The flow diagram is the most-scrutinised figure in any systematic review: it declares, in four stages, exactly what happened to every record you found. Reviewers check its arithmetic before they read your findings — a diagram whose numbers don't add up discredits the whole review. Here's how to build the PRISMA 2020 version correctly.
The four stages and their boxes
1. Identification
Records found, per source: each database with its count (Scopus n = 412, Web of Science n = 356, PubMed n = 289…), plus registers if searched. PRISMA 2020 adds a parallel column for other methods (citation searching, hand-searching, websites) — keep it separate all the way down. Then the removals before screening: duplicates, plus any records removed by automation tools.
2. Screening (title/abstract)
Records screened → records excluded. This is the fast pass on titles and abstracts; you do not itemise exclusion reasons here. Screening in pairs with a conflict-resolution rule is the methodological standard — state it in the text.
3. Eligibility (full text)
Reports sought for retrieval → reports not retrieved (paywalled/unavailable — be honest) → reports assessed for eligibility → reports excluded, with reasons and counts (wrong population n = 14, wrong outcome n = 9, not empirical n = 7…). These reasons come straight from your protocol's eligibility criteria — reviewers cross-check them.
4. Included
Studies included in the review, and (where applicable) studies included in the meta-analysis — the two numbers often differ, since not every included study has poolable data.
The arithmetic rules that catch people
- Every stage must reconcile: screened = identified − removed-before-screening; sought = screened − excluded; and so on down. Sum your per-reason exclusions and check they equal the box total.

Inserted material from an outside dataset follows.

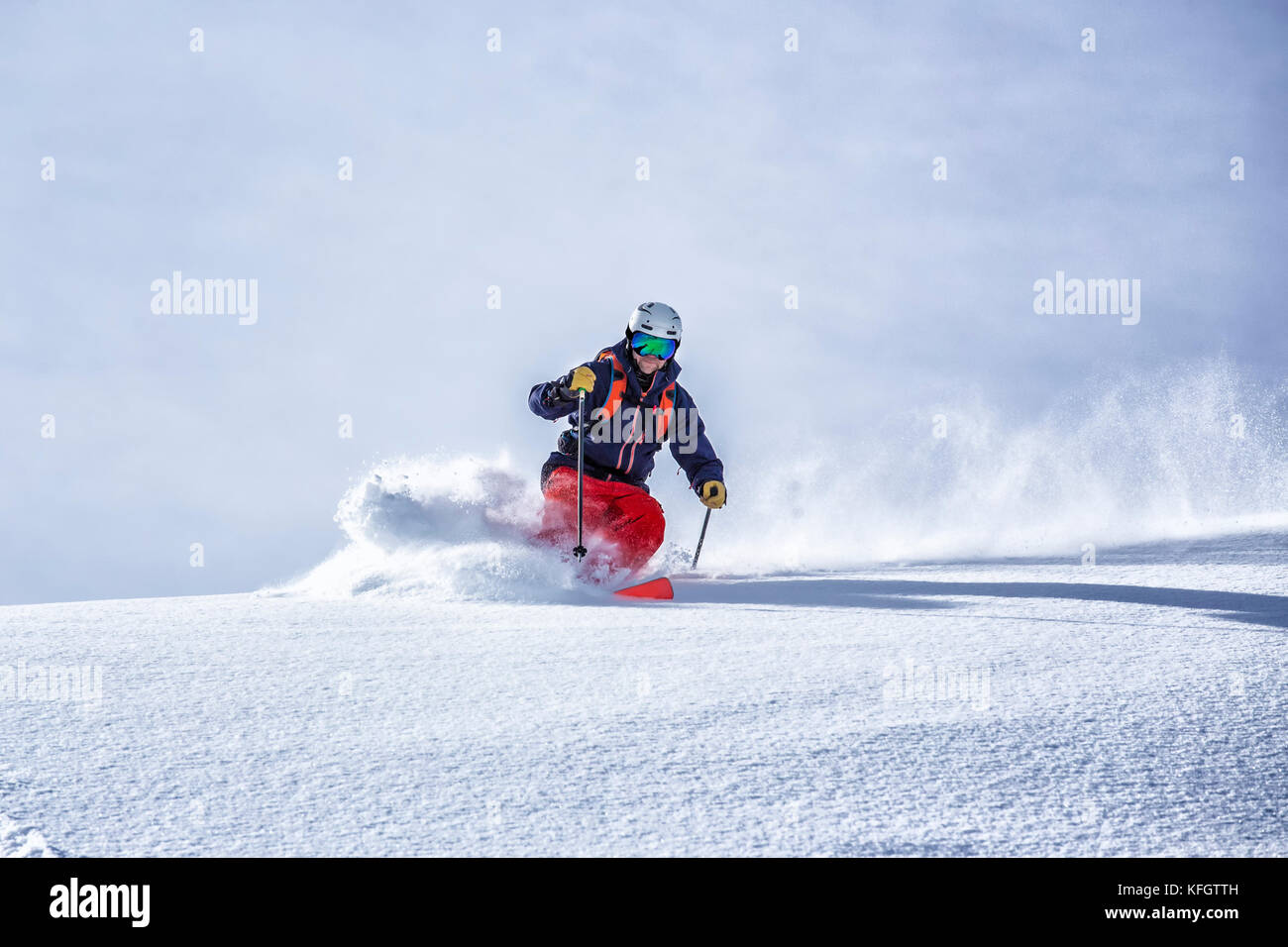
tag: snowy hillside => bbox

- Count records (search hits) at the top but reports and studies at the bottom — one study can have multiple reports (a thesis + a paper), and PRISMA 2020 names the boxes accordingly.

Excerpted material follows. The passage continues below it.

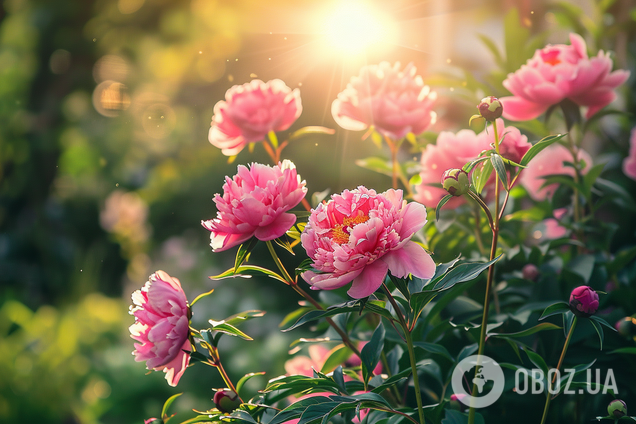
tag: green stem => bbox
[382,283,424,424]
[265,240,361,358]
[468,123,499,424]
[541,316,577,424]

- The other-methods column merges only at the included stage — don't fold it into the database column early.
The diagram is unbuildable retrospectively from memory. Log counts at every decision point from day one — reference-manager folders or a screening tool give you the audit trail, and a simple spreadsheet of exclusion reasons at full-text stage writes the diagram for you. The official PRISMA flow-diagram templates (Word/R Shiny) are free at prisma-statement.org — use them rather than redrawing boxes.
Beyond the diagram
The diagram is 1 of 27 items on the PRISMA 2020 checklist — you'll also need the full search strings per database (appendix), the protocol/registration statement, and the risk-of-bias assessment. The complete workflow, from protocol to synthesis, is in our PRISMA systematic review guide and the what is PRISMA explainer.
A systematic review stands or falls on process discipline months before writing begins. Our systematic literature review mentoring and PRISMA support set up the protocol, screening workflow and audit trail so the diagram assembles itself.
Frequently asked
Is the PRISMA flow diagram mandatory for a systematic review?+
Effectively yes — journals and examiners treat it as non-negotiable evidence of a transparent process, and PRISMA 2020 is the current version to follow. Even scoping reviews use an adapted version (PRISMA-ScR).
Do I report exclusion reasons at the screening stage?+
No — itemised reasons with counts belong at the full-text eligibility stage only. At title/abstract screening you report a single excluded total; listing reasons there is a common formatting error reviewers flag.
What's the difference between records, reports and studies in PRISMA 2020?+
Records are search hits (one per database result); reports are retrieved documents (a paper, thesis or preprint); studies are the underlying investigations. Multiple records can point at one report, and multiple reports at one study — PRISMA 2020's box labels track this deliberately.